The Critics Say McBusted Throw One Hell of a Party
When two bands collide, magic happens
Throw away your misconceptions; bin your prejudice. McBusted – the conglomerate of 00s pop-punk icons Busted and McFly – have been romping around the country, giving teenagers and nostalgic 20-somethings the times of their lives. So shut the hell up and read the reviews, Alt-J fans.
“Both bands' zest for tongue-in-cheek humour and their ability to take the piss out of themselves is their biggest charm offensive,” writes Lewis Corner for Digital Spy. “A skit seeing them take on American redneck personas is genuinely funny and finishes with them performing 'Star Girl' on a floating UFO in the middle of an arena. It's spectacular and encompasses everything a massive pop concert should be.”

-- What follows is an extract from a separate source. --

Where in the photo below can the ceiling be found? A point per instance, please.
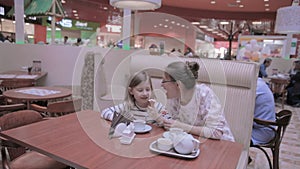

This floating UFO was a real sticking point for The Telegraph’s James Lancho, too, who wrote in his 4-star review: “The stage theatrics were unyielding. Every song had expertly-placed pauses for everyone to jump in the air in unison. Giant sport balls were released into the screaming audience. For McFly’s Stargirl (another number one), the group beamed down into the arena on a spaceship. OMFG read Judd’s bass drum skin. OMFG, indeed.”
“There was nothing to move and no emotional connection, but neither Busted or McFly claimed to have the souls of poets,” suggested John Aizlewood of The Evening Standard. “Instead, there were the simple delights of the snappy Thunderbirds Are Go; Willis in bridal costume for Crashed The Wedding; the harmony-laden Sleeping With The Light On and more running around than the London Marathon. McBusted may not be great, but they were mostly great fun.”
The Guardian’s Peter Robinson was as happy as anyone to be at McBusted’s big reunion. “Announced as 11 dates but extended to 35 arena shows, this tour could easily have been joyless and desperate,” he wrote, ominously. “Willis and Bourne had seemed like classic Big Reunion material, while McFly's popularity plateaued several years ago. Instead, the show is fun and idiosyncratic, this six-headed pop conglomerate proving far greater than the sum of its parts.”